最近当たりの映画を引きすぎている感覚があるのに、その中でもこの映画はかなり良かった。良質なサスペンスと良質なラブロマンスを融合した、めちゃくちゃ質の高い映画だ。

個人的には、この映画を他人に薦めるなら、ラブロマンスとしてお薦めしたい。理由としては、まずサスペンスとして語ろうとするとネタバレが避けられない。何も事前知識がない状態で見てほしいので、面白いサスペンス映画ではあるが、それ以上の事を説明しづらい。ちなみに、サスペンスと言っても人は死なない。泥棒の話である(これくらいは言ってもいいだろう)。
それと、サスペンスを期待して見ていたのに、恋愛を始めてガッカリしたというレビューがいくつかあったのも理由だ。ラブロマンスを楽しめない人はこの映画を楽しめない。サスペンスだと思って見るとラブロマンスを邪魔に感じてしまう人もいるらしいので、最初からラブロマンスだと思って見た方がいい。

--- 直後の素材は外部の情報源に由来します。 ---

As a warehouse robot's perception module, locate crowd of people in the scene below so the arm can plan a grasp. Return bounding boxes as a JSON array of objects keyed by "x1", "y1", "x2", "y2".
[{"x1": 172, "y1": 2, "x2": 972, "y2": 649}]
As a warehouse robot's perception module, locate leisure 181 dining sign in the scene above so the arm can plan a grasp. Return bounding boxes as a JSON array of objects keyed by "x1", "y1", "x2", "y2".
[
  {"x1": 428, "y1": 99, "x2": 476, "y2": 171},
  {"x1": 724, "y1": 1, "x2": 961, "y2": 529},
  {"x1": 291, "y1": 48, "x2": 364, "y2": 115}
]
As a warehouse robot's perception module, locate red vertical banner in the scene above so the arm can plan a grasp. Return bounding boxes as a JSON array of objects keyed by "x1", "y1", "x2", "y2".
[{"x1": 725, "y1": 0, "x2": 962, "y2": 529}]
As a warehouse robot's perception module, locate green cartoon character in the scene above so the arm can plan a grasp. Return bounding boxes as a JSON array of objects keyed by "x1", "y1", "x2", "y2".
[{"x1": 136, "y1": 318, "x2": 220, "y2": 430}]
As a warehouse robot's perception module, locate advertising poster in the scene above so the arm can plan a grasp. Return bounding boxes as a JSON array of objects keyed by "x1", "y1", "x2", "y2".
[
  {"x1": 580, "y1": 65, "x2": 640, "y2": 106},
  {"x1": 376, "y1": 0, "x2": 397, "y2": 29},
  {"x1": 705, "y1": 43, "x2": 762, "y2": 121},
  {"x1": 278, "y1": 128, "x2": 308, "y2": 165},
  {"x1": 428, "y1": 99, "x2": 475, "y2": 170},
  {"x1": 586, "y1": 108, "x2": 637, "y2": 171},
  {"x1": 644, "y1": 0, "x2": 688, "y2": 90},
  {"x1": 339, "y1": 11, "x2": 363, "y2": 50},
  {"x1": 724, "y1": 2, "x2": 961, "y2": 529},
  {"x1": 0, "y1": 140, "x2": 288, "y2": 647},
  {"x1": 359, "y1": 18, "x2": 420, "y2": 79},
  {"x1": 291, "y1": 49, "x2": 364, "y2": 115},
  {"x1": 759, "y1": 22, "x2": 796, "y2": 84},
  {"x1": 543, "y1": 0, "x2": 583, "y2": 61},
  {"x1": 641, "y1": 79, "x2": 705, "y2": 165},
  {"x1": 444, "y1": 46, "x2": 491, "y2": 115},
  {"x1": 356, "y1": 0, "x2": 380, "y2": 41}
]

この映画では、スマートな大人同士の成金な恋愛を楽しめる。若い男女の弾けるような肉体美ではないが、堂々と素肌を晒す二人はカッコいい。金持ちらしい遊びで二人ではしゃぎ回ったり、そうかと思えば相手を騙したりもする。二人は反目し合う関係ではあるが、常にいがみ合っているような安っぽい関係ではない。互いの腹を探り合うのもスマートで、相手をいなすのも上手い。二人が自分の立場を守ろうと立ち回っているのか、恋に溺れいているのか、読めない感じがめちゃくちゃ面白い。犯罪捜査の読み合いやだまし合いをしていた流れそのままに、恋愛の読み合いだまし合いが行われて、サスペンスとラブロマンスの混ぜ合わせ方がすごく上手いのだ。

ちょっとだけ触れておくと、この映画はサスペンスも上手い。すべて情報を晒した上で騙すのが上手いなと思った。下手なサスペンスは、見ている者を騙そうとして情報を出さないというズルい事をする。
こんな事を言うと、最後にひとつ謎が残ったと反論されそうだけど、あれは説明すると冗長になってしまうので説明しないくてもいいかなと個人的には思う。具体的な手口を説明されなくても、それができるだけの腕利きだと映画の中で十分に示されているから。

でも、サスペンス目線でみると、あんな大きな謎を残して終わるなんて許せないと思うんだろうな。だからやっぱり、この映画はラブロマンスとして見る方が楽しめると思うので、ラブロマンスとして薦めたいと思う。